The last few weeks have got me discombobulated and now back in hectic New York, where workmen are hanging on a scaffold outside my office window and apparently in the process of drilling the building into kingdom come. So I’m calming myself–and you too, maybe–with a walk through the Sonoran desert in Arizona. Can it only have been last week?
The desert in spring is magnificent, and the morning we left I took a spin around the property’s 2-mile loop, which has a beautiful labyrinth. Good for contemplation.
You may recall I had taken His Grace to a spa called Canyon Ranch for his birthday. Now a health spa, I don’t care how posh, was probably not on his list of top 10 anything’s. Or even top 20. It was his punishment for not letting me give him a party.
His favorite exercise at the spa was Sit on the Sofa and Read, which he would occasionally change up with Lie Down and Take a Nap. These are what they call low-impact work-outs, designed to minimize stress on the joints and maximize stress on the sweetheart (aka me Miss BossypantsKnowItAll) whose expectations of His Grace’s activity may have differed slightly from His Grace’s own. And guess whose problem that is. Hint: Not His.
Of course I’m exaggerating. HG was a good sport, he did exercise, and he was totally appreciative of what the Ranch has to offer. I was perhaps overeager to share my enthusiasm for a place I’ve been coming to for 25 years and that has had such a positive impact on so many friends and family. Selfishly, I want HG to be healthy and to feel good forever.
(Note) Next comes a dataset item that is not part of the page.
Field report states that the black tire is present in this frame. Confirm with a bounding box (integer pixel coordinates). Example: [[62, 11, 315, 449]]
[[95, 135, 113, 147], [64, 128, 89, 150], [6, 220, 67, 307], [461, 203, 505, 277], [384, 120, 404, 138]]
Well he is healthy, and he does feel good. How he chooses to stay that way is his responsibility, despite the fact that everyone is entitled to my opinion.
Shame on me for sulking when he didn’t want to follow my infallible and virtuous advice; and good for him for calling me on it, which he did.
Good for both of us for hashing the whole thing out and being grown-ups–eventually. That’s the most important exercise there is when you love somebody, maybe in order to love somebody.
And in case you did not know…
Relationships are a labyrinth. They offer the opportunity to walk in a mess to that place where the rational merges with the inner-brat and the solution is reborn. Then you walk the heck out of the mess and carry on.